More specifically, we literally want (a subset of) POSIX in that case - or maybe even Linux/Mac/Windows more specifically - because we want to use wasm's CPU portability, but not any type of OS-level portability. WASI does both at once.

Also, WASI adds a specific form of sandboxing. If I just want to be able to run a wasm'd python or node, I want the same commandline interface. I don't want to need to specify a bunch of files to preopen - consider that python will likely read/write files in the user's home dir, temp dir, etc., and others, and not just the actual files mentioned on the commandline.

Of course WASI's sandboxing is great!

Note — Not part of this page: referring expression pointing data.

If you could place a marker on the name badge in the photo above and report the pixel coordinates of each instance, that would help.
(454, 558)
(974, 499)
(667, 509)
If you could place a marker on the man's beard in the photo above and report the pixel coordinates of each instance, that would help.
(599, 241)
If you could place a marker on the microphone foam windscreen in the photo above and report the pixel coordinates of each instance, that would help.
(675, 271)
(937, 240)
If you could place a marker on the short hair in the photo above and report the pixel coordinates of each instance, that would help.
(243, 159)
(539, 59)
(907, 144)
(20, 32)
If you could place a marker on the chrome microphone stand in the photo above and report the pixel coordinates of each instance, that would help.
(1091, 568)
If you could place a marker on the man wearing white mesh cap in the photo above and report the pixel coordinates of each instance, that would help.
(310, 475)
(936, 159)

None of this comment is a criticism of WASI in any way. But WASI and the wasm-libc satisfy one family of use cases. Again, I don't believe there is a one-size-fits-all solution in this space, because it's a big space 😃

[sunfishcode]

For users that just want to abstract over CPU architectures and are fine using Linux/Mac/Windows APIs, to use your example, wasm's linear memory construct would also often be unnecessary overhead and complexity. Yet, while wasm's inabilty to specialize for individual use cases at this level is a weakness, it may be counterbalanced by the strength of having a greater ecosystem of tools, libraries, and implementations which work well together.

We see WASI as an opportunity to extend wasm's strengths. It's on a path to use interface types and fit well within shared-nothing linking and nanoprocesses. It'll be modular, so not entirely one-size-fits-all. And there are still many opportunities to optimize it, make it more capable, and make it easier to work with.

[kripken]

@sunfishcode

100% agreed! My point is that there are also other ways to extend wasm's strengths, for different types of use cases.

You have a very specific picture there, definitely an interesting and compelling one (with the tradeoffs you mention), but at the same time, the ability to directly access POSIX for example may be very useful for some things, and there are lots of other things (plugins, blockchain, etc.).

[sunfishcode]

Blockchain use cases, and many plugin use cases too, still need to be sandboxed. It's always possible to wrap custom sandboxing around any kind of API, and for many use cases today, that's the most expedient solution. However, it isn't the only solution, and it's not the best solution over time.

[sbc100]

However, it isn't the only solution

From what I read @kripken never suggested it was the only solution. It sees like he is saying quite the opposite in almost every comment.

It sounds to me like you are more or less in agreement now that there isn't only one solution here. Different users can demand different types of sandboxing and thats OK.

[sunfishcode]

"Every use case does sandboxing in its own way" is a kind of meta-solution, from an ecosystem perspective.